Some of my Make build systems have gotten a bit unwieldy so recently I have been looking at using Ninja and ninja-build-gen from npm. This way I can still write my configure and my build tasks in JS/CoffeeScript and get to use a modern less cluttered version of Make that will scale well with the project.
Your perspective rings to me like "There's plenty of technical literature in Mandarin; learning English just to ...." Not wrong, per se. But profoundly limiting, and to an extent you won't comprehend until you've crossed that knowledge barrier.
Elswhere in this comment stream someone talks about the 'innovation' of incremental builds in the JS build tool landscape... I think you might find that Make discovered, and solved, most of the build-system challenges the language-specific tools will encounter, decades ago.
Regarding your popularity argument: amongst other JS developers you'd get more network effect from gulp. If your backend is, say, Python or Ruby learning automake wouldn't help you there either.
The beauty of Make is that it doesn't care what languages the scripts are written that it's running.
In my JS projects I typically have Makefiles that use a combination of: JS, bash and Python
If you compile NodeJS from source, guess what command you have to type in...
I feel being more open minded in terms of programing languages will make you a better and more powerful programmer.
Hermetic and 100% Reproducible builds. Sadly most of the Make replacements still haven't really solved that one either so your point still stands in a way.
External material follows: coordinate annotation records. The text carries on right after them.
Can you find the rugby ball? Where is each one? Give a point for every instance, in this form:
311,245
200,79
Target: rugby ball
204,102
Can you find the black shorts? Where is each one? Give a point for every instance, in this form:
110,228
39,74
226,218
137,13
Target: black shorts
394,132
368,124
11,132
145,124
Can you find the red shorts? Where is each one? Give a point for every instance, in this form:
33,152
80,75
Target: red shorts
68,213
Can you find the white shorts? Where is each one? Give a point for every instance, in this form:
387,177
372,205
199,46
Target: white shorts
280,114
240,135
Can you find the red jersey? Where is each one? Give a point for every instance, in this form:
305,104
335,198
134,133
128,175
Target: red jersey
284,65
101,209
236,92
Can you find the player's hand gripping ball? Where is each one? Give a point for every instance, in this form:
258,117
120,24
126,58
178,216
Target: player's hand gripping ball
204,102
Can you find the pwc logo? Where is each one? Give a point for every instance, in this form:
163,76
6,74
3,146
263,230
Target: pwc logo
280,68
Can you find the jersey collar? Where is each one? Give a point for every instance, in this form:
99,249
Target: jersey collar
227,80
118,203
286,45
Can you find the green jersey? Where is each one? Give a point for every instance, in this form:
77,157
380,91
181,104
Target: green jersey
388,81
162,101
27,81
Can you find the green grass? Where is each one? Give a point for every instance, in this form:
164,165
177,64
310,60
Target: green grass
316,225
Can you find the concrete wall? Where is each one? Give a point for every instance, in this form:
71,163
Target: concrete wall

Anything extra was very easily managed by some simple Makefiles.
I'm trying to work out how I can replace Rails' asset pipeline without getting a headache caused by overwhelming number of node-based tools I'd have to install.
Having one tool + make sounds like something I'd gladly adopt.
It didn't just eliminate the use of gulp for much things, but also minimized the boilerplate I needed to get this stuff done in gulp.
Everything is just a "loader" away and doesn't need much configuration.
I even got rid of Bower for most libraries.
Takes no time at all and there is no interface that can break like in gulp or grunt
Or I can create a couple gulp tasks (which honestly, is easy as heck) then a watcher using livereload, and run `gulp watch` then just be done with it.
The process is called compilation, and the tools are called compilers!
I created a react/grunt/browserify/babelify (+bootstrap) starter repo to clone from github for them but think it's still confusing. This provides much needed background information in one bundled place (even though the stack is slightly different and only mentions grunt).
The more practical solution would indeed be yeoman (imo)
I'm starting to see people talking more about webpack than the former...
I really like Gulp/Browserify/Watchify/BrowserSync, but I'm starting to feel left behind and need to give WebPack an honest try.